2. Il n'y a urgence à ordonner la suspension d'une décision administrative que s'il est établi qu'elle préjudicie de manière suffisamment grave et immédiate à un intérêt public, à la situation du requérant ou aux intérêts qu'il entend défendre. En outre, lorsque le requérant fonde son intervention, non sur la procédure de suspension régie par l'article L. 521-1 du code de justice administrative, mais sur la procédure de protection particulière instituée par l'article L. 521-2 de ce code, il lui appartient de justifier de circonstances caractérisant une situation d'urgence qui implique, sous réserve que les autres conditions posées par l'article L. 521-2 soient remplies, qu'une mesure visant à sauvegarder une liberté fondamentale doive être prise dans les quarante-huit heures.

3. Les éléments invoqués par Mme B, s'ils font état de la situation de grande précarité dans laquelle se trouve sa famille, réfugiée en Turquie, ne sont pas au nombre de ceux qui permettent d'établir que la condition d'urgence au sens des dispositions de l'article L. 521-2 du code de justice administrative serait remplie.

4. Il résulte de ce qui précède, sans qu'il soit besoin d'examiner la condition tenant à l'atteinte à une liberté fondamentale, qu'il y a lieu de rejeter les conclusions de la requête présentées au titre de l'article L. 521-2 du code de justice administrative, en faisant application de la procédure prévue à l'article L. 522-3 du même code.

O R D O N N E :

Article 1er : La requête de Mme B est rejetée.
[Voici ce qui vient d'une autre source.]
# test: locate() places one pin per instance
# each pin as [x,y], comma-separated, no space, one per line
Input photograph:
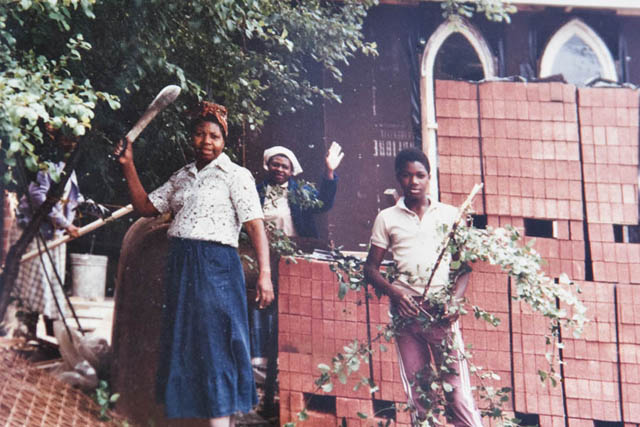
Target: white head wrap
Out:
[282,151]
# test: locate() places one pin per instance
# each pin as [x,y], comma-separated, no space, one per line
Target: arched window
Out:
[453,34]
[579,54]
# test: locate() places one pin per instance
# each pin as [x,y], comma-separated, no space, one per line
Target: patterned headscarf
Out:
[206,108]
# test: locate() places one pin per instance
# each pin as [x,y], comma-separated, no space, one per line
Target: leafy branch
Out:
[501,247]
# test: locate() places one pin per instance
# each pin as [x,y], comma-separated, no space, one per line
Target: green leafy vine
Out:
[496,246]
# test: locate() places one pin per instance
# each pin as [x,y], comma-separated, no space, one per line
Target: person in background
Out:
[293,214]
[39,286]
[411,231]
[205,365]
[278,191]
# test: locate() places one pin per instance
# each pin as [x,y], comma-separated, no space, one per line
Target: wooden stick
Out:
[461,215]
[84,230]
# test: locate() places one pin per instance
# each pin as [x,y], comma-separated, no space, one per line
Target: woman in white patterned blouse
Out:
[205,368]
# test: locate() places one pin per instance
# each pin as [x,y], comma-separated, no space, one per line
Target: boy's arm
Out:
[403,303]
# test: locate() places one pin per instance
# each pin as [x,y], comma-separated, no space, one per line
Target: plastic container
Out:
[89,276]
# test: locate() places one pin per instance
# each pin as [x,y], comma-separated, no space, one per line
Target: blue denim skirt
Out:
[205,365]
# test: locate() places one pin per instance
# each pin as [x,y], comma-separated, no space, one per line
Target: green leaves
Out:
[104,399]
[494,10]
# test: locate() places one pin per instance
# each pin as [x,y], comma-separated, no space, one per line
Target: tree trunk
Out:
[12,265]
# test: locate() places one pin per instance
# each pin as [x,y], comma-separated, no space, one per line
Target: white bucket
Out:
[89,276]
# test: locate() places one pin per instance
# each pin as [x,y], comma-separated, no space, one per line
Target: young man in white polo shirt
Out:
[413,230]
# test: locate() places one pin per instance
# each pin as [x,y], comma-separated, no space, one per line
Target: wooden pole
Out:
[84,230]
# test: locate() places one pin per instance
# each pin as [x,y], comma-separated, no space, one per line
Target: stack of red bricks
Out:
[315,325]
[538,147]
[458,132]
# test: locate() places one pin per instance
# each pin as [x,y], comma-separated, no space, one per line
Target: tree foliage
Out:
[502,247]
[37,88]
[254,56]
[493,10]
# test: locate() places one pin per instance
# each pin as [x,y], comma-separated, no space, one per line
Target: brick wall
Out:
[544,151]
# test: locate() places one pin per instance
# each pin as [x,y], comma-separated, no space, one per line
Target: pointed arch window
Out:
[579,54]
[453,34]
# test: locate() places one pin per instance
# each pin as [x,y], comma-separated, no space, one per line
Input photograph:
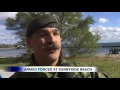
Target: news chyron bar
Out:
[51,69]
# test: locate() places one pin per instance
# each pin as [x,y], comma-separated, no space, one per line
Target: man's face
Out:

Article 2 : La présente ordonnance sera notifiée à Mme A B.

Copie en sera adressée au ministre d'Etat, ministre de l'intérieur.

Fait à Nantes, le 11 août 2025.

La juge des référés,

J-K. KUBOTA

La République mande et ordonne au ministre d'Etat, ministre de l'intérieur en ce qui le concerne ou à tous commissaires de justice à ce requis en ce qui concerne les voies de droit commun, contre les parties privées, de pourvoir à l'exécution de la présente décision.